Substitutions replace data values found in the MultiTerm termbase with standardized values for TBX. Some kinds of data, such as definitions, do not have a limited, standardized set of values, and need no substitution. In these cases, simply note down the substitution "null" (including the quotation marks) and move on. Null substitution means the values received from MultiTerm will not be changed.

Data fields that require a substitution are most often those that take values from a picklist, such as grammatical gender. A substitution for grammatical gender might look like this:

	{
		"fem" : "feminine",
		"masc" : "masculine",
		"neut" : "neuter"
	}

The values on the left (fem, masc, and neut) are the values we expect to see in the MultiTerm data. Those on the right (feminine, masculine, and neuter) are the standard values in TBX. The surrounding punctuation is JSON syntax that shows how the substitution fits together. Because this substitution is our first large piece of JSON, we will take a moment to describe this syntax.Each expected or standardized value is placed between double quotation marks, making it a string. Each expected value is followed by a colon and its corresponding standardized value, making a pair. The pairs are separated from one another by commas, and the complete list of pairs is enclosed by curly braces, making a JSON object. Spaces, tabs, and newlines arrange the object for human readability and are recommended, but not required.

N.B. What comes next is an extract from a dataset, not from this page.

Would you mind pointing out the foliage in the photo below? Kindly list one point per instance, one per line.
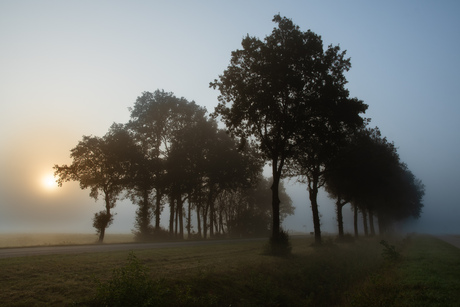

This example covers only three pairs of values, but a substitution can contain as many pairs as it needs to. It does not need to include pairs where the expected value is the same as the standardized value.

Three special substitutions are defined for rare needs. These are like the null substitution in that they are requested with a string, rather than a JSON object.

  • The "lowercase" substitution substitutes lowercase letters for capitals.
  • The "camel case" substitution removes spaces from any value, and marks the start of a new word with a capital letter instead.
  • The "category tag" substitution marks the data with the name of the MultiTerm data field. It is intended to distinguish among data fields that might all be mapped to a TBX <note>. The marking is human-readable only. To distinguish among kinds of data in a machine-readable way, map them to different data categories.

In each case (as also with "null"), the quotation marks are required to identify the name of the substitution as a string. Future versions of the converter may recognize additional special substitutions if needed.